Pregnancy in and of itself can be an extremely anxiety ridden time— not only are you constantly worried about the health of your baby but also about the new life changes it is going to bring to your family once your baby is born. However, if you find out that your baby has some health issues while in utero, then your anxiety will be even more magnified. As a birth defect that affects approximately 1 in 600 babies, cleft palate is a condition that occurs when both the left and the right side on the roof of your mouth don’t join correctly. If you have recently found out that your child has a cleft palate, one of the best things that you can do to stay calm is to be informed.
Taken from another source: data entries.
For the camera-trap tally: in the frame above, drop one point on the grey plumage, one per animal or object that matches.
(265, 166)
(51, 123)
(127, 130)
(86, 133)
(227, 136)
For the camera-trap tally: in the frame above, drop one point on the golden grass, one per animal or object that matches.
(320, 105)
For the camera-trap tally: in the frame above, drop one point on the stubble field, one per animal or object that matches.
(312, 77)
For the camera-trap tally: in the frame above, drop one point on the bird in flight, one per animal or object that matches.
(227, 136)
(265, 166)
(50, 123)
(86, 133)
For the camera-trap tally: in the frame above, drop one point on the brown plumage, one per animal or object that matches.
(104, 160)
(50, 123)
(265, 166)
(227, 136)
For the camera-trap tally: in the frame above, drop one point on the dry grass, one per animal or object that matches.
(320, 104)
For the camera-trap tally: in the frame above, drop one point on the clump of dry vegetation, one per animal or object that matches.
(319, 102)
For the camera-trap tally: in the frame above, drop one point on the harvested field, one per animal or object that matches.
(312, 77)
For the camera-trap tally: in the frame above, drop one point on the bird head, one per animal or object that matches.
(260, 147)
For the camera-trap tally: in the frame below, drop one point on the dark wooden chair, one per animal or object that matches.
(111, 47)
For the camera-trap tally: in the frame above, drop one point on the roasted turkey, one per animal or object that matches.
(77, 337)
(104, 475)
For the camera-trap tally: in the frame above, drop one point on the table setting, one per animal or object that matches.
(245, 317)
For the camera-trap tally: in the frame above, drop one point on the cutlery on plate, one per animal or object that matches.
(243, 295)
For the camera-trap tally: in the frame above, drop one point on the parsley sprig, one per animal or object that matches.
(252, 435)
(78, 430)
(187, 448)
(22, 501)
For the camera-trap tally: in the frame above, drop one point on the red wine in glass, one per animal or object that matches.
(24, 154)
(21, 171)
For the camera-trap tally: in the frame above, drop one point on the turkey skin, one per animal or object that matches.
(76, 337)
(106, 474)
Read on to learn more about cleft palate.
How Does It Occur?
During the first trimester of your pregnancy, your baby’s cleft will typically develop and will show during your first major ultrasound. If, however, there is either some sort of either hereditary or environmental impact on your child during this stage, then their palate might not fully develop and they may have a cleft palate.
What Does a Cleft Palate Mean Exactly?
When considering the ramifications of having a cleft palate, it’s important to know what this will mean for the development of your child. Having a cleft palate can cause things like eating, speaking to become very difficult— which could cause your child to have to use something like a feeding tube in order to get the proper nutrition that they need.
Can It Be Fixed?
The best news about your child having a cleft palate is that the experts at Associated Plastic Surgeons & Consultants can fix your child’s cleft palate at around 9 weeks. During a surgical procedure, your child’s palate will be rebuilt and close off so that they can speak and chew just like normal. In fact, with surgery and some speech therapy, your child should not have any difficulty further down the line.